En una pequeña aldea de campesinos de la Unión Soviética de los años 50 del siglo pasado vivía Matriona, una viuda de poco más de sesenta años muy trajinados. En su casa, encuentra hospedaje Alexandr Solzhenitsyn, después de diez años de prisión en el Gulag. Quiere alejarse de todo y consigue en ese pequeño pueblo el puesto de profesor de matemáticas. Una aldea habitada por personas mayores y niños. Los varones trabajan en la industria. Unos escasos meses de sol y muchos más de frío y nieve. Campesinos con pequeños huertos que ellos mismos cultivan con mucho esfuerzo, arte y poco más. Con estos elementos, Solzhenitsyn escribe “La casa de Matriona” (Tusquets, 2011).
Matriona, en la flor de su juventud, estuvo comprometida con Faddei, quien tuvo que marchar a la Gran Guerra. Tres años y no sabía nada del novio. El hermano menor, Efim la pidió en matrimonio y se casaron. Al poco tiempo apareció Faddei. Y cuenta Matriona: “ahí mismo se plantó, en el quicio de la puerta. ¡Menudo chillido pegué yo! ¡A sus pies quería echarme! Pero ya no tenía caso. ´Si no fuera él hermano mío´, dijo, ´los hacía pedazos aquí mismo a los dos´”. Una existencia en apariencia anodina que, tras bambalinas, escondía una historia de amor truncada por esos guiños dramáticos de la vida.

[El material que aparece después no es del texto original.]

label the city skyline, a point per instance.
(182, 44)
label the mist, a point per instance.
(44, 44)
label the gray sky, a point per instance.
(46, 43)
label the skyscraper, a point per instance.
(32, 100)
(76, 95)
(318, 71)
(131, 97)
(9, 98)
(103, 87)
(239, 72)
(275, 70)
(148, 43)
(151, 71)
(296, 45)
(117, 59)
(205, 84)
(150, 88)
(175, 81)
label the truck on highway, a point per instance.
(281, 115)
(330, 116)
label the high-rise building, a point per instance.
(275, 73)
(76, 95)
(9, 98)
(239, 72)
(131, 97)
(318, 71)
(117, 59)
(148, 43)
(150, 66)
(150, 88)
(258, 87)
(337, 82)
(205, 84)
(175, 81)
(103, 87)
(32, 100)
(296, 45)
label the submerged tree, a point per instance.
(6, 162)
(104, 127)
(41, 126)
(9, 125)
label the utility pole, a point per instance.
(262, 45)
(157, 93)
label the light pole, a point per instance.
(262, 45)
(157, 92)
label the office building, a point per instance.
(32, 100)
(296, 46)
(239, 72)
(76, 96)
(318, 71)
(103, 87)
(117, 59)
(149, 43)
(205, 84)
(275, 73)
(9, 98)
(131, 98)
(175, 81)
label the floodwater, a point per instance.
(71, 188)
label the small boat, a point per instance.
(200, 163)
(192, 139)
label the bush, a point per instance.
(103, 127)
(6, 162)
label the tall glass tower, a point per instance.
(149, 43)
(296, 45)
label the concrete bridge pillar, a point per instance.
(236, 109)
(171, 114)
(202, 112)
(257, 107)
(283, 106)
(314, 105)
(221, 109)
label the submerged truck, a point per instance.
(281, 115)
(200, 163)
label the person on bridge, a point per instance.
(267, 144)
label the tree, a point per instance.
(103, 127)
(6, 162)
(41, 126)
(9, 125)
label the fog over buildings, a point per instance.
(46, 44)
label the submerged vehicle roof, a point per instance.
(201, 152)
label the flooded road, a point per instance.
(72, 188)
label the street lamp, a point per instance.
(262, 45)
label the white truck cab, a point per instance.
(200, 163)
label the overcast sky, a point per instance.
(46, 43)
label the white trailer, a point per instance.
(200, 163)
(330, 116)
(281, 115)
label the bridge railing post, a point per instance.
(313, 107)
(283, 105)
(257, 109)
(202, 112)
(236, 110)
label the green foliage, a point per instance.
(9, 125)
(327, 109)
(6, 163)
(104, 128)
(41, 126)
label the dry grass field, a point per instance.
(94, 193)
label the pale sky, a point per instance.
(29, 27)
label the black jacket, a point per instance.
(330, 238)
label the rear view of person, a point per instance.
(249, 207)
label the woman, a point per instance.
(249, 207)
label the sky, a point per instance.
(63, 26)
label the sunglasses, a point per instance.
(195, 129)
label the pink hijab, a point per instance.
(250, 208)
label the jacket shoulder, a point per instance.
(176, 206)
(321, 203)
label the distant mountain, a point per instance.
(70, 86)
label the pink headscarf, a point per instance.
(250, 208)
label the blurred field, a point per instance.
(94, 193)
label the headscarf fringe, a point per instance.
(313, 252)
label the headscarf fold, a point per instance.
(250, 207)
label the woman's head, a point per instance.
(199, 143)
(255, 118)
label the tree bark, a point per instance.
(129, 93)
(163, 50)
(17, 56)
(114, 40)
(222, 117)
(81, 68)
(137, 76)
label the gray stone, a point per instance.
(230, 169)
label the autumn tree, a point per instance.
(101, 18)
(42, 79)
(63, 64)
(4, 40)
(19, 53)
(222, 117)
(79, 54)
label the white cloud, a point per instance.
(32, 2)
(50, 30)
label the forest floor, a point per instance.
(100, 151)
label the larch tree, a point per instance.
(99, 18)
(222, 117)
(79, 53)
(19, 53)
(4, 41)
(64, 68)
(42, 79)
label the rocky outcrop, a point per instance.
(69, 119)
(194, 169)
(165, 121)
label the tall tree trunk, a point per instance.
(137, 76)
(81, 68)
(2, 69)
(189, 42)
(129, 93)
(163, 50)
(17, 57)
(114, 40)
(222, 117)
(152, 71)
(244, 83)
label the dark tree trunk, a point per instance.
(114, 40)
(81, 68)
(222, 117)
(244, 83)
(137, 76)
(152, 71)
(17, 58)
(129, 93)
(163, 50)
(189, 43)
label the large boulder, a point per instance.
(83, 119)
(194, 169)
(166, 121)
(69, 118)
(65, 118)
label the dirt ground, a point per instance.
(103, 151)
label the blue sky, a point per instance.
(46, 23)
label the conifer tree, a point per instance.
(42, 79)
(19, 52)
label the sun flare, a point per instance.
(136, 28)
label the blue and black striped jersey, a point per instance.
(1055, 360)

En la casa, cuenta el autor, “comía dos veces al día, como cuando en el frente: o papatas (sic) o sopa papatera. Me conformaba con eso porque la vida me había enseñado a no buscar en la comida el sentido de la existencia cotidiana. Para mí era mucho más valiosa esa sonrisa en su rostro redondo, que traté en vano de captar cuando por fin tuve dinero para comprarme una cámara fotográfica”. Poca comida, escasa comodidad, mucho frío, conversaciones esporádicas; sin embargo, vida buena, aderezada por un lugar donde estar y la compañía silenciosa de Matriona.

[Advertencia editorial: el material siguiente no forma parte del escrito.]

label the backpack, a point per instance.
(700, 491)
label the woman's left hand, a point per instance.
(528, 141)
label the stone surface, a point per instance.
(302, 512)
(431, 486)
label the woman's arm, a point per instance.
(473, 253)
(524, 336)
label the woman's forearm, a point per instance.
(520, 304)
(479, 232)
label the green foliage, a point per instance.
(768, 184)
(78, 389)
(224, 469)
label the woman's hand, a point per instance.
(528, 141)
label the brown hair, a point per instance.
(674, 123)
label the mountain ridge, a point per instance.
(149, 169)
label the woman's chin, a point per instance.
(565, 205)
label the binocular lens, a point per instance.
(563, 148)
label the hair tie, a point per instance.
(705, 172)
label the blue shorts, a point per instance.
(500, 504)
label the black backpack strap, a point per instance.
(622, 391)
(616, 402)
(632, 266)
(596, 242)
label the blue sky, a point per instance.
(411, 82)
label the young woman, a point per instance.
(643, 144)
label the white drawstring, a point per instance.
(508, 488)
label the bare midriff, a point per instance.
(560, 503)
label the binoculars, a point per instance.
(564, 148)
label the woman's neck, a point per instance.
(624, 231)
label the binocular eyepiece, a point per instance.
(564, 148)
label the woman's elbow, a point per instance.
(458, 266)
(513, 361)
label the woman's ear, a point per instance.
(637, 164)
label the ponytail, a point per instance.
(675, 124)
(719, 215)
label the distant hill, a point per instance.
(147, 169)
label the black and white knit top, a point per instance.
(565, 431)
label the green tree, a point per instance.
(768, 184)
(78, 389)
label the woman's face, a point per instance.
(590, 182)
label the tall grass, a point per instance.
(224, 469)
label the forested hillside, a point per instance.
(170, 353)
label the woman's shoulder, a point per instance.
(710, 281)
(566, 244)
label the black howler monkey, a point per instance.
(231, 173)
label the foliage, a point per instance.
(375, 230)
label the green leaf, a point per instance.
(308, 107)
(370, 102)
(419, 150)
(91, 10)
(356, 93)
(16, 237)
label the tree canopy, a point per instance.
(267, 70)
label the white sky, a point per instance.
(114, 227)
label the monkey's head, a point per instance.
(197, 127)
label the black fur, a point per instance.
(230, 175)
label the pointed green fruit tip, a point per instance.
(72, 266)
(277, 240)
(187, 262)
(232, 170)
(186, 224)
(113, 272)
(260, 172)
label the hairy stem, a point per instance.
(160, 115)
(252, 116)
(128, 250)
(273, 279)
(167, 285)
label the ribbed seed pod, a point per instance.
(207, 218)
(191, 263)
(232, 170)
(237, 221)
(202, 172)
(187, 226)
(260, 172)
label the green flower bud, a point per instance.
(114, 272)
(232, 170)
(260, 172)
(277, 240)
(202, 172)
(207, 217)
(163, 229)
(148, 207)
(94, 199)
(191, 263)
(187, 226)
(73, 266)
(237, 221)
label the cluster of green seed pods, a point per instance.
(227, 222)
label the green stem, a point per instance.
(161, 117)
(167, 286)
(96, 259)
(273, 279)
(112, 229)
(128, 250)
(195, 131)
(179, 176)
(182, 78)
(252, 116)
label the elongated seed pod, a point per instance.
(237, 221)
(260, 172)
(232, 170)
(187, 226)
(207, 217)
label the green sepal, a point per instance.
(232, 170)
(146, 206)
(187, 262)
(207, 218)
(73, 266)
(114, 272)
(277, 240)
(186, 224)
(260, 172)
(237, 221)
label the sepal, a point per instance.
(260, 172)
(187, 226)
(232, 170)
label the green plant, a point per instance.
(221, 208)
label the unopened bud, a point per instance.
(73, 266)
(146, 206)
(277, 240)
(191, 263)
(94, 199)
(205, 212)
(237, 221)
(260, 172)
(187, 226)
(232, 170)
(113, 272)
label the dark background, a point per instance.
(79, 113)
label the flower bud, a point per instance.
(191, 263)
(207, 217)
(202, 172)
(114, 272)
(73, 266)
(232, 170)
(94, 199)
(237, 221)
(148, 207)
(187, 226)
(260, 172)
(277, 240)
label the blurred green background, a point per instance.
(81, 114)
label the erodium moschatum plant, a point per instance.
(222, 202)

Vivían al día. Matriona “no miraba por la casa, no se desvivía por comprar cosas y después tenerlas en más aprecio que la propia vida. No ansiaba vestidos, indumentos que engalanan al deforme y al malvado. Incomprendida, abandonada incluso por su marido, había enterrado seis hijos, pero no su buen carácter; hermanas y cuñadas la tenían por una extraña, por ridícula, porque trabajaba como una tonta para los demás sin pedir nada a cambio, y a la hora de su muerte no había hecho acopio de enseres, sólo había tenido una cabra blancuzca, un gato paticojo, unos cuantos ficus… Habíamos vivido todos junto a ella sin comprender que era precisamente ella la persona justa sin la cual, como en el dicho, no se tendrá en pie la aldea. Ni la ciudad. Ni nuestra nación entera”. Y ciertamente, sin generosidad, magnanimidad y entrega no hay proyecto sostenible en el tiempo.
Una historia encantadora, una amistad profunda, tejida de silencios, privaciones y comprensión. No hay glamur ni alfombras rojas. Hay vida de diario que sabe hacer fiesta con una sopa de papas y arranca sonrisas a las fatigas y trajines de la jornada.